Bibliothèque

Trésors de bibliothèques

Par Isabelle Manca-Kunert · L'ŒIL

Le 21 novembre 2023 - 1003 mots

Ancêtres des musées, ces très anciennes institutions regorgent de trésors souvent méconnus. Plusieurs expositions les mettent en lumière.

Aller à la bibliothèque consulter ou emprunter un livre, cela tombe sous le sens. Mais qui penserait à pousser les portes de ces vénérables institutions pour admirer des œuvres d’art ? À Versailles, à Paris ou à Chantilly, plusieurs expositions nous rappellent que ces temples du savoir sont les ancêtres du musée. Bien avant l’invention du concept, les librairies, comme on les nommait sous l’Ancien Régime, étaient ainsi l’écrin de toutes sortes d’objets de valeur. Du fastueux manuscrit enluminé aux médailles antiques, en passant par les peintures, les dessins, les bijoux et les artefacts archéologiques, cette accumulation avait une ambition conservatoire, mais aussi une fonction d’affirmation de puissance politique. Les objets particulièrement rares ou coûteux étaient ainsi plébiscités. Cette tentation encyclopédique explique la richesse des plus belles bibliothèques et on estime, par exemple, que la Bibliothèque centrale de Versailles possède 600 000 documents. Les objets étroitement liés à l’histoire du château y sont logiquement légion, dont des pièces uniques. Ainsi, l’exemplaire de La Partie de chasse de Henri IV de Charles Collé a été présenté à la toute jeune Marie-Antoinette à son arrivée en France. C’est le premier ouvrage dont la splendide reliure porte ses armes. Plus intimes, les « petits livres secrets » rédigés par Madame de Maintenon relatent les relations épistolaires entretenues par l’épouse morganatique du Roi-Soleil avec son directeur spirituel, Godet des Marais.

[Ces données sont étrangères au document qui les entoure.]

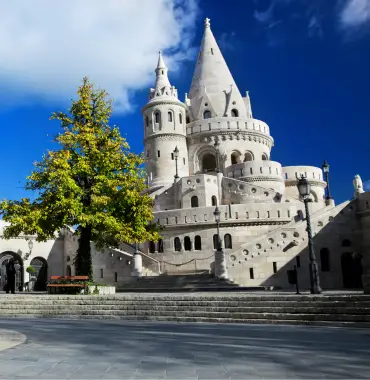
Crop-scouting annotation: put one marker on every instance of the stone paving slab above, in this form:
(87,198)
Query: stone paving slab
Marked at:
(10,338)
(75,349)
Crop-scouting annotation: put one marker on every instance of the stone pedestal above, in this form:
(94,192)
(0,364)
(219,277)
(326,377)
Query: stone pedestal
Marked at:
(366,283)
(138,266)
(220,265)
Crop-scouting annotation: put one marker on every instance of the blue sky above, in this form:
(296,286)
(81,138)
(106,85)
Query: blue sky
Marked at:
(306,64)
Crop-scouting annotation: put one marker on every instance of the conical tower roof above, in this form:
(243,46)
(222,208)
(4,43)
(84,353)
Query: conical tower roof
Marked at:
(212,76)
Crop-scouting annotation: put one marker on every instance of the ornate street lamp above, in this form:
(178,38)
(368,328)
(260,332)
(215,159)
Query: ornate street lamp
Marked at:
(138,262)
(217,147)
(220,261)
(176,155)
(325,169)
(217,215)
(304,189)
(30,246)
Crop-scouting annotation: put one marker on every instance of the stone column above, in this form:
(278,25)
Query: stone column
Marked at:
(220,263)
(138,265)
(219,185)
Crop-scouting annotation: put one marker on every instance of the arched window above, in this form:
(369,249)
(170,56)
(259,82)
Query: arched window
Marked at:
(248,156)
(207,114)
(228,241)
(177,244)
(325,260)
(215,241)
(187,243)
(346,243)
(214,200)
(160,246)
(194,201)
(235,158)
(151,247)
(209,163)
(197,243)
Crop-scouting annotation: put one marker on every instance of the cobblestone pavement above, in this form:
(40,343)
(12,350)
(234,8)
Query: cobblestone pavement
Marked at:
(87,349)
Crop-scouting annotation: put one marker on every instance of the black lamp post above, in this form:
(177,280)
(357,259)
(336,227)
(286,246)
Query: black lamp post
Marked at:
(176,155)
(217,147)
(217,215)
(325,169)
(304,189)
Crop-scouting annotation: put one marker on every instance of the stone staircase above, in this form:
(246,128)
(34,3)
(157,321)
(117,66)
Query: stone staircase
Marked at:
(180,283)
(332,310)
(270,247)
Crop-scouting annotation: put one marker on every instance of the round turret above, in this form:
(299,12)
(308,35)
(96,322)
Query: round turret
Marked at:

Le livre, un instrument de pouvoir

D’aussi loin que l’on se souvienne, les bibliothèques aristocratiques ont en effet toujours eu maille à partir avec le pouvoir. À son apogée, la fameuse librairie des ducs et duchesses de Bourbon a ainsi revendiqué 600 volumes prestigieux, dont la fonction primordiale était d’asseoir le pouvoir politique de cette branche princière. Preuve du rôle central du livre dans la construction de l’identité ducale, la création de la librairie est concomitante de l’érection de la seigneurie de Bourbon en duché-pairie. Elle fait d’ailleurs partie des premières institutions mises en place lors de cette promotion, au même titre que la chancellerie et la chambre des comptes. Preuve supplémentaire du prestige de cette collection, elle sera saisie par François Ier en 1523, après la disgrâce du connétable Charles III de Bourbon. Cette saisie royale n’est d’ailleurs pas une première dans l’histoire de ce fonds, qui a considérablement augmenté au fil du temps au gré de confiscations de manuscrits précieux. Pierre de Beaujeu s’est ainsi approprié une trentaine d’ouvrages appartenant à son rival Jacques d’Armagnac. Car le livre était alors non seulement un support de dévotion, un instrument de savoir, une source de délectation esthétique, mais aussi un outil de propagande politique. Comme en témoigne la surabondance d’emblèmes, d’armoiries et de portraits des grandes figures de la dynastie qui ponctuent les pages. Le livre constitue même un moyen de légitimation, comme le montre l’exemple particulièrement parlant de Louis bâtard, comte de Bourbon-Roussillon à la fin du XVe siècle. Afin de faire oublier sa tare et pour redorer son blason, il constitua avec son épouse Jeanne une magnifique bibliothèque en commanditant des ouvrages aux plus grands artistes de l’époque, dont l’enlumineur Jean Colombe (1430-1493).

UN DIPTYQUE PORTATIF

Jusqu’à la fin de l’Ancien Régime, les bibliothèques aristocrates renferment non seulement de prestigieux ouvrages, mais aussi des collections variées. Jeanne de France, l’une des plus puissantes commanditaires du XVe siècle, conservait ainsi dans sa librairie ducale ce magnifique diptyque portatif réalisé par l’atelier de Rogier van der Weyden, un artiste flamand parmi les plus prisés de son temps. L’importance de la duchesse de Bourbon est soulignée par sa place au premier plan du tableau.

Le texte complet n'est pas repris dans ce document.